紀元前7000年頃にはジェリコなどの原始都市が生まれ、エジプトや低地メソポタミアの各都市を結ぶ交通網、そして各地の特産品などが行き来し合う交換経済が生まれた。交通網は川、そして海へ広がり、地中海世界が息づき始めた。
紀元前2000年頃にはレバノンの沿岸とエーゲ海の島嶼という2つの海洋圏が浮かび上がり、原フェニキア人と原ギリシャ人が中心となって経済圏、文明を地中海の半分まで成立させ、国際色豊かな文化、そして国際関係が構築されていった。エーゲ海の覇権は、クレタ文明のあとミュケナイ文明に移行した。
紀元前12世紀に入り、「海洋民族(詳細不明、気候変動とも)」によりヒッタイトやミュケーネの都市は破壊され、地中海の交易は消滅し、エジプトとメソポタミアは自国のことで手一杯になった。
この暗黒の数世紀の間に特に大きな変革として製鉄技術の普及とアルファベット文字の出現があった。そしてフェニキアが台頭しはじめた。
紀元前8世紀からフェニキア人らが西へと交易および勢力圏を拡大し、地中海沿岸に植民都市を建設していった。この地中海航路は3つに分類される。
①北航路
ギリシャ〜キルキューラ(コルフ)島〜メッシーナ海峡〜ティレニア海やシチリア島
②南航路
エジプト〜リビア〜ジブラルタル海峡
③中心航路
キプロス島〜クレタ島〜マルタ島〜シチリア島〜サルディーニャ島〜バレアレス諸島
紀元前7世紀にはこのフェニキア人の植民活動範囲も限界を迎え、エトルリア人やギリシャ人と競合した。

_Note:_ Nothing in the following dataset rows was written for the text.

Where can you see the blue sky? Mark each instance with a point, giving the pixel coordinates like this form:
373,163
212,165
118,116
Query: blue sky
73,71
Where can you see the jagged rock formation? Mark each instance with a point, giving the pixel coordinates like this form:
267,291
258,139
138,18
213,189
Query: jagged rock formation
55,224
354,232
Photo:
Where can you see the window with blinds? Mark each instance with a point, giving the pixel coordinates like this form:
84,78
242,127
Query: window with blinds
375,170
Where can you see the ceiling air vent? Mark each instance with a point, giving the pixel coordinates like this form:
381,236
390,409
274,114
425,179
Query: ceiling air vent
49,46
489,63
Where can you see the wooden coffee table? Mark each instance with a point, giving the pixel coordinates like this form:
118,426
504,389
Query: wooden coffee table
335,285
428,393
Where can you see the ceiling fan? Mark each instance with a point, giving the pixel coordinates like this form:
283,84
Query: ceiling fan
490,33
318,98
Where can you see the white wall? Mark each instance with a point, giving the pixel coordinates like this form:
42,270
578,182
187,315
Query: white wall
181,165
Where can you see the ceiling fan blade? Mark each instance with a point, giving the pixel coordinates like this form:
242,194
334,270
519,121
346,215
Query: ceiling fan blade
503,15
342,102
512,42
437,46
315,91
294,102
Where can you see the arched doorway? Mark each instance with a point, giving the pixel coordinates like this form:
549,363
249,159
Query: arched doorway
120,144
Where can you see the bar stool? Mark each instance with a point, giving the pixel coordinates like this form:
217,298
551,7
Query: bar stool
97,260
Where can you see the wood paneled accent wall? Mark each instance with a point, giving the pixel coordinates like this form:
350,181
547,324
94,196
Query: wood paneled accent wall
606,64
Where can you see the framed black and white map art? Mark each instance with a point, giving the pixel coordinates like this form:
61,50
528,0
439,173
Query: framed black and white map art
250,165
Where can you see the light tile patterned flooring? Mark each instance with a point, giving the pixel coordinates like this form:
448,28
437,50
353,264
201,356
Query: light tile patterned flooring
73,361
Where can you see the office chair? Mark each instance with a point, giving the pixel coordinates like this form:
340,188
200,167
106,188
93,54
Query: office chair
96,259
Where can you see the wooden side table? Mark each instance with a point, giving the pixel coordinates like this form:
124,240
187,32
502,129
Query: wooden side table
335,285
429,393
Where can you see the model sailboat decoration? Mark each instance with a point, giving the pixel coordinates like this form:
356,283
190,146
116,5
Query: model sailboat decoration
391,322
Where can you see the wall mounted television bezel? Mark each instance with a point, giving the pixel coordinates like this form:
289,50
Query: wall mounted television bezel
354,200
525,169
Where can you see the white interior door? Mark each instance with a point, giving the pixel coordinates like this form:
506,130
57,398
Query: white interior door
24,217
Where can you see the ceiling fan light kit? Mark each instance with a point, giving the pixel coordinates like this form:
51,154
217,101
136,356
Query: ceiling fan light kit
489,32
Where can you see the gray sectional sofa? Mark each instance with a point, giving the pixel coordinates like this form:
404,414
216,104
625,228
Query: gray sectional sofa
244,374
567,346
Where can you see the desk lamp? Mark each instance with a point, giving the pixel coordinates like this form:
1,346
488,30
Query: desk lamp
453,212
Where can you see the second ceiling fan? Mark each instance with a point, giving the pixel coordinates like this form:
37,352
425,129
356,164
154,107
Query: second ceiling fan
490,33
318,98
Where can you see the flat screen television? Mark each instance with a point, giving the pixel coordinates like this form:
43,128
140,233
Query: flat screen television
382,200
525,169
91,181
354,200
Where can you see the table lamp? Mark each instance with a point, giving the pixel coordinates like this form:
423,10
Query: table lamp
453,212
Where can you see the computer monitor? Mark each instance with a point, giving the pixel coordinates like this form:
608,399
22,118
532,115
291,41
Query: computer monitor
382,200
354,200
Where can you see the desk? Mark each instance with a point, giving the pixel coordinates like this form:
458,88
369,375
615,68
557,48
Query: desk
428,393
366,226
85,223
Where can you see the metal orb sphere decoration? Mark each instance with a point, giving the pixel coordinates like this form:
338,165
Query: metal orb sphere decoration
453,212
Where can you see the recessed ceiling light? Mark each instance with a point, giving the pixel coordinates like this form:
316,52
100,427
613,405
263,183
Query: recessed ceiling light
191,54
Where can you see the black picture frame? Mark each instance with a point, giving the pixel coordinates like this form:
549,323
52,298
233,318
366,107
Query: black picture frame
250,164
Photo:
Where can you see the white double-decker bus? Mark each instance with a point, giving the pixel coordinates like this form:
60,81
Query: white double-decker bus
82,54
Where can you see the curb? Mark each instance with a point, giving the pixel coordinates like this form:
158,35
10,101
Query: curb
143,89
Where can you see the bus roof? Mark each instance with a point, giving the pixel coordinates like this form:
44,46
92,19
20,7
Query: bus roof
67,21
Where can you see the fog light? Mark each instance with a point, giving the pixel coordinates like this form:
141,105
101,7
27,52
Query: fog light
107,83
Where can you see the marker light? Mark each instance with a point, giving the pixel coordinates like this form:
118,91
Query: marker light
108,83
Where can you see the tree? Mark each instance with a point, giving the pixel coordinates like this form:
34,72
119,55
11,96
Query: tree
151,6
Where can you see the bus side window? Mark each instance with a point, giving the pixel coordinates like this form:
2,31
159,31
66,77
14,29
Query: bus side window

またアッシリア人にも屈服した。その騒乱によってフェニキアの中心はカルタゴに移行した。後背地に危険な国がないカルタゴは北アフリカの都市との交易、そしてなにより後進地域である西部と発展地域である東部の要にあるという立地もあって、大きな発展を遂げた。このカルタゴの宗教は、威圧的で人身御供も行われるタニット信仰だった。開放的で国際色豊かな文化・文明が入り交じる経済活動が行われていたにも関わらず、宗教は原始的だった。
【分かったこと】
歴史の変化が加速する「特異点」のようなものが確かに存在する。地中海においては、それはフェニキア人による交易活動だ。農業とそれによる定住化は都市を生むが、定住ゆえに異文化交流は生まれない。フェニキア人による都市間を結ぶ交易の加速に伴って文明と文化の発達速度も上がっていった。一方でそれを止めたのも「大破壊」だった。戦争等によって交易が破壊されると文明・文化は停滞するのは歴史上繰り返されているが、ここでもそうだった。そして再び加速させるのも交易による異文化交流だった。一方で交易に頼り過ぎて土地に根付いた定型活動とのバランスが取れないと瓦解しやすいとも言える。それがフェニキア人の限界だったのではないだろうか。